In the Central Interior of BC, ancient forests, winding rivers, and rolling hills have nurtured thriving ecosystems and sustained Indigenous Peoples since time immemorial. For countless seasons, this region has been home, provider, and teacher. Yet over the last century, industrial activity has carved roads and cleared forests, diminishing the region’s rich biodiversity and weakening its natural resilience to climate change.
This is why we are launching the Climate Resilience Network for BC’s Central Interior, an initiative designed to catalyze the power of local communities as they reclaim their role as stewards of the region’s waters and lands. The network will help create new partnerships and rediscover ones from the past. It will foster shared knowledge and tools, promote the pooling of capacity and resources, and bring together unlikely allies who, despite their differences, share a desire to sustain and revitalize the ecological and economic heart of British Columbia.
Under the guidance of Indigenous communities whose territories span the Central Interior region, the initiative will grow as an expression of their values, rights, and visions for the future. It will also create space for collaboration across diverse political, cultural, social, and economic interests—both Indigenous and settler—which need to be part of any lasting solution.
Over the next five years, the Climate Resilience Network will:
- Build and strengthen relationships among the region’s forest-based communities.
- Conduct regional analyses to identify and protect natural ecosystems at multiple scales.
- Support Indigenous and rural communities with visioning, land-use planning, facilitation, and access to funding.
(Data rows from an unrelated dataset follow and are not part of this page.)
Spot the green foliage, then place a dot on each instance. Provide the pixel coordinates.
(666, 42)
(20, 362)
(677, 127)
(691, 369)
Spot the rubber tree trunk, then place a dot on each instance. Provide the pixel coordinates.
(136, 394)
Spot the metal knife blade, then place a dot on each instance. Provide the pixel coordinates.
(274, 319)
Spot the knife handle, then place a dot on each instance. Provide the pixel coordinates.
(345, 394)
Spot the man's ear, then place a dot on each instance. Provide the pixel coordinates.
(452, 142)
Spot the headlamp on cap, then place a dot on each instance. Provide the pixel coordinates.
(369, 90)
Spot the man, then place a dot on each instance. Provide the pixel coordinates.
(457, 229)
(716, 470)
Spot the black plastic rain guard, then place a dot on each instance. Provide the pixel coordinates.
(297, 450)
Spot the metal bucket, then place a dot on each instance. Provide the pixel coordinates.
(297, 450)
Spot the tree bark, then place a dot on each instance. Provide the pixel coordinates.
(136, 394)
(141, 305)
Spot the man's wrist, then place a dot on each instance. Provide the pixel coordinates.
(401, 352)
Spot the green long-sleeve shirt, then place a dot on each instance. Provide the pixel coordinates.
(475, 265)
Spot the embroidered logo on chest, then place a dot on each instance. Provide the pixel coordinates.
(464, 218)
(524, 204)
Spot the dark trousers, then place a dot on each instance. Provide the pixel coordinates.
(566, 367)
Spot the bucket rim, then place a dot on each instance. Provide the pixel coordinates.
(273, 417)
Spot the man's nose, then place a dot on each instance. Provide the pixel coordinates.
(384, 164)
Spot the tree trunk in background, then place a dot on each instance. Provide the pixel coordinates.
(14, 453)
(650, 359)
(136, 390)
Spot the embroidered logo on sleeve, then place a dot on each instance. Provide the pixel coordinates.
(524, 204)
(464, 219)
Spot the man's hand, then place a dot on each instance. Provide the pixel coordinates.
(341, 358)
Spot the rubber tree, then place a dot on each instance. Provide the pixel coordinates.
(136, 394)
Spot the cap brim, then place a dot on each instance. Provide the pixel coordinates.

- Co-create economic futures scenarios that explore viable, community-led transition pathways away from primary forest logging and toward land stewardship that supports biodiversity, climate resilience, and local well-being.
Through thoughtful analysis, visionary planning, and protection of the region’s life-giving forests and waterways, we’re going to prove it’s possible for communities to care for this region’s natural ecosystems in accordance with their deepest cultural, ecological, and economic values.
This work is rooted in the belief that the people who live closest to the land are best positioned to protect it. We’re honoured to walk alongside them.